Small area estimation for unemployment using latent Markov models
Section 1. Introduction

Table of contents

In Italy, the Labor Force Survey (LFS) is conducted quarterly by ISTAT, the National Statistical Institute, to produce estimates of the labor force status of the population at a national, regional (NUTS2), and provincial (LAU1) level, with monthly, quarterly, and yearly frequency, respectively. Since 1996, ISTAT also disseminates yearly LFS estimates of employed and unemployed counts for local Labor Market Areas (LMAs). LMAs are sub-regional geographical areas where the bulk of the labor force lives and works, and where establishments can find the largest amount of the labor force necessary to occupy the offered jobs. These are 611 distinct and functional areas defined as clusters of municipalities through an allocation process based on commuting patterns collected by the 2011 Population Census (ISTAT, 2014). Unlike NUTS2 and LAU1 areas, LMAs are unplanned domains that cut across sampling strata and LAU1 areas. In addition, direct estimators have overly large sampling errors particularly for areas with small sample sizes. This makes it necessary to borrow strength from data on auxiliary variables from other areas through appropriate models, leading to indirect or model-based estimates.

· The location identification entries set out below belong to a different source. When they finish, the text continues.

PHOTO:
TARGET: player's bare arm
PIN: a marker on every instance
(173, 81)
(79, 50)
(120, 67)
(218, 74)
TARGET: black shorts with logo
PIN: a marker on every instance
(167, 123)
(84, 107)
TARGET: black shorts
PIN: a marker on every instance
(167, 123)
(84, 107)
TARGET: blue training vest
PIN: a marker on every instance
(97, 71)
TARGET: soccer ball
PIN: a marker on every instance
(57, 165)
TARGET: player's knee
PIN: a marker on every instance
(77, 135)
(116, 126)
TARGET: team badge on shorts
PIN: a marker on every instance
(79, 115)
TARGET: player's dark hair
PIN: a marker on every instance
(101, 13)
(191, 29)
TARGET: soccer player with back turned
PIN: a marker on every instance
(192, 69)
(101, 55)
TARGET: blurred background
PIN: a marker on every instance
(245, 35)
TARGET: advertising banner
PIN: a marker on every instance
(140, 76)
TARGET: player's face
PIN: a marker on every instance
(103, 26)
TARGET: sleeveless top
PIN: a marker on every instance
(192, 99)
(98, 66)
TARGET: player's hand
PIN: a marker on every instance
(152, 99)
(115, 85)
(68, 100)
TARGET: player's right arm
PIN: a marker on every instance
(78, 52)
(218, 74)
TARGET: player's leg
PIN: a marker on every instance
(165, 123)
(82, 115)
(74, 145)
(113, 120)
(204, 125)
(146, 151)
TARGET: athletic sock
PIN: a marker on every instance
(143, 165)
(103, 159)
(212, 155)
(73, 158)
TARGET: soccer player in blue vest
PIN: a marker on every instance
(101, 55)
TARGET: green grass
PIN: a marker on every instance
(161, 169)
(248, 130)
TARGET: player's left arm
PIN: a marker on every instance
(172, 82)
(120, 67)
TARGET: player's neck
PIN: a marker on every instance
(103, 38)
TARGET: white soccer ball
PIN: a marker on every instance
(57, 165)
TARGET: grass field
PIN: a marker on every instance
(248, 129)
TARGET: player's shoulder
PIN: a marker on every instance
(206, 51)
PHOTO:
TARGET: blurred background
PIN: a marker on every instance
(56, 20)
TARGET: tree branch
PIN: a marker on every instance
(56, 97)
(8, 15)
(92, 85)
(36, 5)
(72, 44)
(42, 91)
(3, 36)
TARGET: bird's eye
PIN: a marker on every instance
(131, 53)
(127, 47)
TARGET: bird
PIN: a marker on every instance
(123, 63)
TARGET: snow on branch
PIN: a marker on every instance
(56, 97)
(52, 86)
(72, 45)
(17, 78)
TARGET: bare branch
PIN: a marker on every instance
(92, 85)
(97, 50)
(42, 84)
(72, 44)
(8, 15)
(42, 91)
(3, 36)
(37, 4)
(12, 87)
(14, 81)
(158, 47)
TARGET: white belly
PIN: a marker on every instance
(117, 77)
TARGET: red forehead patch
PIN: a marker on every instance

Small Area Estimation (SAE) methods are used in inference for finite populations to obtain estimates of parameters of interest when domain sample sizes are too small to provide adequate precision for direct domain estimators. Statistical models for SAE can be formulated at the individual or area (i.e., aggregate) levels. In this paper we focus on the latter. The Fay-Herriot model (Fay and Herriot, 1979, FH) is the basic area level SAE model: it uses cross-sectional information for predicting small area parameters of interest by combining direct estimates and population level auxiliary information with a linear mixed model. When longitudinal data are also available, it is possible to borrow strength over time. Among others, Rao and Yu (1994) propose a model involving autocorrelated random effects and use both time-series and cross-sectional data, while Marhuenda, Molina and Morales (2013) develop a spatio-temporal FH model using an autoregressive model in space together with a first-order autoregressive covariance structure in time.

Several papers deal with SAE using time-series models and the Kalman filter after expressing them in a state-space form. Pfeffermann and Burck (1990) introduce state-space models to estimate the Canadian unemployment rates and Pfeffermann and Rubin-Bleuer (1993) use this approach to model the correlation between the trends of domain series in a multivariate structural time-series model. Pfeffermann and Tiller (2006) add monthly benchmark constraints to the time-series state-space model, while Harvey and Chung (2000) consider a bivariate state-space model to obtain more stable and precise estimates of change in unemployment. Krieg and Van der Brakel (2012) model domain series in a multivariate time-series model and apply the cointegration idea to construct more parsimonious common trend models. Level break estimation within the structural time-series framework is illustrated in Van den Brakel and Krieg (2015). More recently, Van der Brakel and Krieg (2016) and Boonstra and Van den Brakel (2016) apply these models to data from the Dutch LFS.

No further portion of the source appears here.